Appena si è diffusa la notizia hanno raggiunto la villa, che domina la passeggiata di Caracalla, dove Alberto Sordi ha vissuto per anni e dove è morto questa notte in seguito alle complicazioni di una broncopolmonite. Amici, compagni di lavoro, semplici cittadini. In tanti, hanno portato fiori e lasciato biglietti davanti al cancello di ingresso. Per molti è difficile contenere la commozione.

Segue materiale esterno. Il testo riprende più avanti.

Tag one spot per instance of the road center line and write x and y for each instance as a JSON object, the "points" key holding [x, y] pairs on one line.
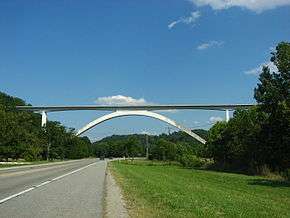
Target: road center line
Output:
{"points": [[43, 183]]}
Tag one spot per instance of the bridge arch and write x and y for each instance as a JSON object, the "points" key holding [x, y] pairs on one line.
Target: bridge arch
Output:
{"points": [[145, 113]]}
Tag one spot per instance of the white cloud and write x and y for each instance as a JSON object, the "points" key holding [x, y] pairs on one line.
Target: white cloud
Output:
{"points": [[186, 20], [254, 5], [120, 100], [215, 119], [258, 70], [209, 44]]}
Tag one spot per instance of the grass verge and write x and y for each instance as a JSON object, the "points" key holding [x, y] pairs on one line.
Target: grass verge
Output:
{"points": [[153, 189]]}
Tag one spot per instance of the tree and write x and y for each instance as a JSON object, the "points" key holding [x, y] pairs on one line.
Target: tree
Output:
{"points": [[273, 94]]}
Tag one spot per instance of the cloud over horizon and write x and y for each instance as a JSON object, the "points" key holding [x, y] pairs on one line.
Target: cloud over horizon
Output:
{"points": [[185, 20], [215, 119], [120, 100], [209, 44], [253, 5], [258, 70]]}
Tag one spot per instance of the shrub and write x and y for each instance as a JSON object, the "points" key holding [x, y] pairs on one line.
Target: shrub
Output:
{"points": [[190, 161]]}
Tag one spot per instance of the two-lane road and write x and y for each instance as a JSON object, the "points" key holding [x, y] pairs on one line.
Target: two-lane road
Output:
{"points": [[67, 189]]}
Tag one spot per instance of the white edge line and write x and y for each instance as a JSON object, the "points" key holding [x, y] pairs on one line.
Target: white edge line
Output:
{"points": [[43, 183]]}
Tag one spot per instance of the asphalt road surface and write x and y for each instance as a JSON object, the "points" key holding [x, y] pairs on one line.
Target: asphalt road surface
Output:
{"points": [[67, 189]]}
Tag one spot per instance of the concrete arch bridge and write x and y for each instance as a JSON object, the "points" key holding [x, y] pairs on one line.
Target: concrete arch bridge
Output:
{"points": [[145, 110]]}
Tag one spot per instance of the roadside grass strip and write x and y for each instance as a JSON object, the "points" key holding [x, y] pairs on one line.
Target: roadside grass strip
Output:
{"points": [[153, 190]]}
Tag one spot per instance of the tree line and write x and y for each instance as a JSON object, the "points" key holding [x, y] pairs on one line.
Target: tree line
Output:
{"points": [[254, 139], [21, 136], [258, 138]]}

l’ottimismo e il buon umore non lo avevano mai abbandonato nemmeno negli ultimi lunghi mesi della malattia. Era convinto di farcela, appena sarebbe arrivata la bella stagione raccontano gli amici più intimi, la sorella Amelia che lo ha assistito e gli è stata vicino per tutta la vita. Aveva 82 anni Alberto Sordi, 60 dei quali vissuti nel cinema a raccontare e rappresentare i difetti e le virtù degli italiani. Per molti un simbolo, non solo un grande attore.
Continuano ad arrivare alla spicciolata i romani nella piazzetta davanti alla villa di Alberto Sordi, per rendere omaggio al loro grande concittadino. Oggi pomeriggio alle 17.30 la camera ardente al campidoglio che rimarrà aperta tutta la notte e domani. Giovedì alle 10 i funerali a piazza del Popolo nella chiesa degli artisti.